Скачать книгу

в которой Крикуль начинает сомневаться в том, что он злой волшебник.

      В этот по-летнему теплый день Крикуль совсем разнежился. Наконец-то он остался в одиночестве и сможет все хорошенько обдумать.

      Крикуль-Аист шел по лесной тропинке, которая – как гласил скромный указатель – должна была привести его к замку Октябрины. Если бы Крикуль не спешил уединиться, то заметил бы, что указателем служил флюгер, который от малейшего дуновения ветерка крутился в разные стороны.

      Сказочный лес феи Сентябрины стоял стеной по обе стороны дорожки. Лес пленял своей красотой, покоем и умиротворением. Солнечные лучи, пробиваясь сквозь кроны могучих деревьев, золотой паутинкой соединяли землю с небом.

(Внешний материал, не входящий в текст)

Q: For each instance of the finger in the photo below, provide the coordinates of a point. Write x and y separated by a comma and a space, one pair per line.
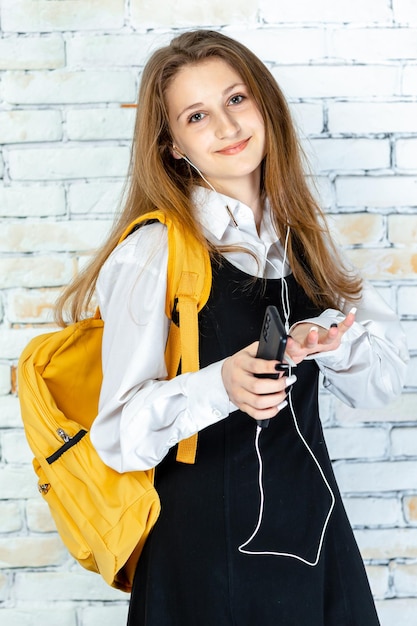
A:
312, 338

      Крикуль не был знатоком лесного мира, иначе он очень удивился бы, как запросто здесь уживались самые разные растения. Статные веерные пальмы-южанки соседствовали с северными карликовыми березками, скрюченными, словно столетние старушки.

      Седовласые тополя, покачивавшие своей пышной гривой, перешептывались с горделивыми, осанистыми кипарисами. Крикуль слышал, как каждый из них пытается рассказать свою легенду. Но из-за нетерпеливости собеседника и тот, и другой все время перебивали друг друга.

      – А я… а мне… а у меня, – слышалось отовсюду. Бразильская гевея, вязы, каштаны, лавры и магнолии – все вели между собой непринужденную светскую беседу, оливы объяснялись в любви мирту.

      Спешащий Крикуль решил не останавливаться и не прислушиваться к разговорам деревьев, но не сдержал данного самому себе слова, так как стал свидетелем яростного спора.

      – Ара, думай, что говоришь! – по-восточному страстно возмущался могучий древний Платан. – Какой может быт сравнений?! Я – Платан! Мой крона защитыт сразу тысяча путник от жара и солнцэ. Кров дат, отдых дат! Живи – нэ хачу. Что эму харощэва может дэлат Гинкго?

      – Зацем спорить, Пратана-сан, я – самы древний из деревьев, – не унимался изящный японец. – Я оцень увазай вас род, но мой род – самы древний. Я зыл исё 300 миррион рет тамю назад. Я – зывой ископаемы. Мой семена – рецебный средство! А немецкий поэта Йикан Гёта-сан написара борисой поэма цесть Верикий Гинкго.

      – Слущий, Гинкго! – кипятился Платан. – Харащо! Харащо! Хатэл бы я паслушит этот паэма. Пра што там писал твой паэт? Пра твой мерзкая запах писал? Нэваз-можна, слущий, стоят рядом, так воняешь, ара искапаемая!

      – Пратана-сан, на востоке говорят: в споре двух перьвым уморкай тот, кто умней. Я – мудрый Гинкго, уморкай перьвым.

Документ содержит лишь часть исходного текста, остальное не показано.